L4 - Numeric & Quantization¶
L4 covers numeric formats, quantization, sparsity, calibration, precision tradeoffs, and compression strategies. This layer often determines whether a model is feasible to run in a given cost, memory, latency, or device envelope.
L4Numeric & Quantization
- Precision
- Compression
- Calibration
- Quality tradeoffs
What belongs here¶
L4 is where architecture becomes arithmetic. It describes how tensors are represented and transformed, and how those choices affect quality, speed, cost, memory, and compatibility.
Representative projects¶
| Project | Why it might fit | Adjacent layers |
|---|---|---|
| bitsandbytes | Quantization and optimizer tooling commonly used in transformer workflows. | L4 numeric, L6 models |
| llama.cpp GGUF | Local inference ecosystem with quantized model formats and CPU/GPU execution paths. | L4 quantization, L7 inference |
| AutoGPTQ | GPTQ quantization tooling for transformer models. | L4 quantization, L6 weights |
| AutoAWQ | Activation-aware quantization tooling for LLM deployment. | L4 quantization, L7 serving |
| NVIDIA TensorRT quantization | Production optimization path for lower-precision inference on NVIDIA platforms. | L3 compilation, L7 inference |
| vLLM quantization support | Serving-time support for quantized model variants. | L4 numeric, L7 serving |
Boundary questions¶
- Should quantized model files be treated as L4 artifacts, L6 model artifacts, or both?

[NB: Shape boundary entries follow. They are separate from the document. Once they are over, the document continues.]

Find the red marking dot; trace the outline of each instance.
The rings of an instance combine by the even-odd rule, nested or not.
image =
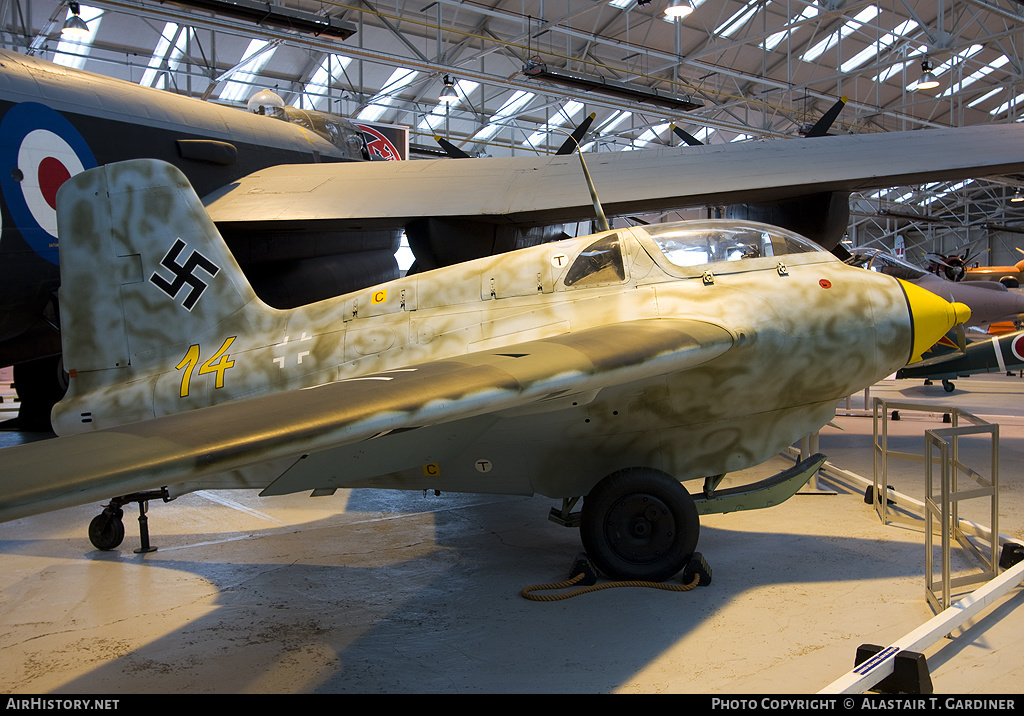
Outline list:
[[[39,191],[51,209],[57,208],[57,189],[71,178],[71,172],[59,159],[47,157],[39,163]]]

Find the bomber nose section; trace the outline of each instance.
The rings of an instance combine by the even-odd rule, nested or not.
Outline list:
[[[920,286],[899,281],[910,307],[910,322],[913,326],[913,345],[907,365],[921,361],[926,350],[946,334],[956,324],[971,318],[971,308],[964,303],[950,303]]]

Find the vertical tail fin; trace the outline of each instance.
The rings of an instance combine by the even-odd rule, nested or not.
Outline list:
[[[273,311],[256,298],[188,180],[164,162],[133,160],[72,177],[57,196],[57,227],[61,340],[73,376],[54,409],[58,432],[59,414],[76,413],[80,422],[78,411],[95,404],[97,391],[166,372],[172,356],[214,329]],[[127,419],[154,414],[153,391],[148,399],[144,392],[116,399],[122,409],[151,404],[123,410]]]

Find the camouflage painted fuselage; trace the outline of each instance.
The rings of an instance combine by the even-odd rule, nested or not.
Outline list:
[[[75,241],[61,235],[61,252],[74,252],[61,255],[60,295],[73,378],[53,413],[59,434],[334,381],[383,381],[387,371],[602,326],[626,327],[615,349],[628,352],[628,326],[646,319],[689,320],[719,346],[686,371],[417,425],[176,492],[266,488],[286,473],[266,494],[361,486],[571,497],[623,467],[679,479],[722,474],[816,430],[837,401],[910,354],[907,300],[890,277],[814,250],[680,266],[651,239],[653,227],[275,310],[219,244],[188,238],[196,225],[215,235],[201,208],[176,211],[132,191],[137,168],[109,169],[112,186],[81,179],[69,189],[76,199],[61,201],[60,225],[74,226]],[[100,192],[118,196],[113,218],[95,209]],[[112,222],[128,228],[112,230]],[[734,224],[694,230],[718,235]],[[784,234],[751,222],[742,230]],[[152,250],[139,249],[140,236]]]

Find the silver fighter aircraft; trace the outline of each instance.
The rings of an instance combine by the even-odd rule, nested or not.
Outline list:
[[[700,513],[785,500],[824,458],[719,490],[724,474],[821,427],[969,312],[731,220],[275,309],[171,165],[78,174],[57,215],[61,436],[0,451],[0,519],[119,496],[90,525],[101,548],[120,544],[125,504],[195,490],[541,494],[603,573],[665,580]]]

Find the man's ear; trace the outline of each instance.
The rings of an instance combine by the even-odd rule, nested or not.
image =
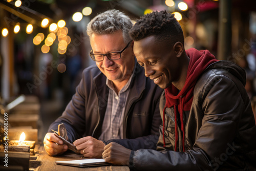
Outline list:
[[[177,41],[174,45],[174,50],[177,57],[180,57],[184,51],[183,45],[180,41]]]
[[[134,52],[133,52],[133,46],[134,45],[134,40],[133,40],[133,41],[131,44],[132,44],[131,45],[131,47],[132,47],[132,49],[133,50],[133,56],[135,56]]]

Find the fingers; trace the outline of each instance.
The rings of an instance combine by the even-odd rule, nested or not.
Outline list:
[[[73,143],[83,157],[87,158],[102,158],[105,144],[91,137],[85,137],[76,140]]]
[[[73,144],[75,145],[76,146],[77,146],[80,144],[84,143],[86,142],[87,142],[89,140],[92,140],[93,138],[94,138],[91,136],[82,137],[81,138],[78,139],[75,141],[74,141]]]
[[[58,144],[56,143],[56,142],[58,142]],[[44,145],[46,152],[51,156],[56,156],[68,150],[68,146],[61,144],[63,144],[62,141],[56,137],[53,133],[47,133],[44,139]]]

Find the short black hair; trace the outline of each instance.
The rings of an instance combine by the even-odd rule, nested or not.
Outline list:
[[[183,32],[174,14],[166,10],[154,11],[140,17],[133,26],[129,34],[135,41],[147,36],[156,36],[159,41],[184,44]]]

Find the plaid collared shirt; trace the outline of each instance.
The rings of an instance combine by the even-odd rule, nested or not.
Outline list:
[[[129,94],[133,72],[128,82],[117,95],[112,81],[106,79],[106,84],[110,88],[108,105],[103,121],[102,133],[99,140],[107,141],[112,139],[122,139],[123,117],[127,98]]]

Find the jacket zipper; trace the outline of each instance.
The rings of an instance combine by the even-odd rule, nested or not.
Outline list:
[[[97,129],[97,127],[98,127],[98,126],[99,125],[99,120],[100,120],[100,115],[99,114],[99,98],[98,98],[98,96],[99,96],[99,95],[98,94],[98,92],[97,91],[96,92],[96,94],[97,94],[97,101],[98,101],[98,118],[99,118],[99,119],[98,120],[98,122],[97,123],[97,124],[95,126],[95,127],[94,128],[94,129],[93,130],[93,133],[92,134],[92,137],[93,137],[93,135],[94,135],[94,133]]]
[[[138,98],[137,98],[136,100],[134,100],[134,101],[133,101],[132,103],[130,103],[131,105],[129,106],[129,108],[128,108],[128,109],[129,109],[129,110],[127,112],[127,115],[126,115],[126,117],[125,117],[125,122],[124,123],[125,124],[125,125],[124,125],[124,126],[123,126],[124,127],[125,127],[125,133],[124,133],[125,134],[123,134],[123,138],[127,138],[127,137],[126,137],[126,132],[127,131],[127,127],[126,127],[126,126],[127,126],[127,120],[128,119],[128,116],[129,116],[128,114],[129,113],[129,111],[130,111],[130,110],[131,109],[131,108],[132,107],[132,106],[133,105],[134,105],[134,104],[136,102],[137,102],[137,101],[139,101],[139,100],[140,100],[140,99],[142,97],[142,94],[143,94],[143,93],[144,90],[145,90],[145,89],[144,89],[144,90],[142,91],[142,92],[141,92],[141,93],[140,94],[140,96]]]
[[[165,113],[165,115],[167,115],[170,118],[173,120],[173,121],[175,123],[175,121],[174,120],[174,118],[172,116],[170,116],[170,115],[169,115],[167,112]],[[179,126],[177,126],[178,127],[178,132],[179,134],[179,148],[180,148],[180,152],[183,152],[182,151],[182,145],[181,145],[182,142],[181,141],[181,132],[180,130],[180,128]]]

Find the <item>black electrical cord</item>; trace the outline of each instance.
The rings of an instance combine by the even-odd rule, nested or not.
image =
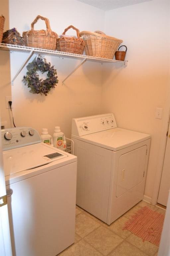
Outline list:
[[[14,127],[16,127],[16,126],[15,126],[15,123],[14,123],[14,117],[13,116],[13,113],[12,113],[12,108],[11,108],[11,106],[12,105],[12,102],[10,100],[10,101],[8,101],[8,103],[9,103],[9,105],[10,105],[10,109],[11,109],[11,113],[12,113],[12,120],[13,121],[13,124],[14,125]]]

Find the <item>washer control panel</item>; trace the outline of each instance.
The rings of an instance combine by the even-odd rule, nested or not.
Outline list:
[[[3,151],[41,142],[38,132],[29,127],[20,127],[2,130]]]
[[[117,127],[113,114],[97,115],[72,119],[72,134],[82,136]]]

- When quantization is integrated into a serving engine, is the concern still separable?
- How should AILIS represent accuracy, safety, and governance changes caused by numeric choices?
Signals to watch¶
- Wider use of FP8, INT4, and mixed-precision inference.
- Quantization becoming part of model release metadata.
- Evaluation suites that treat quantization as a behavioral change rather than a pure optimization.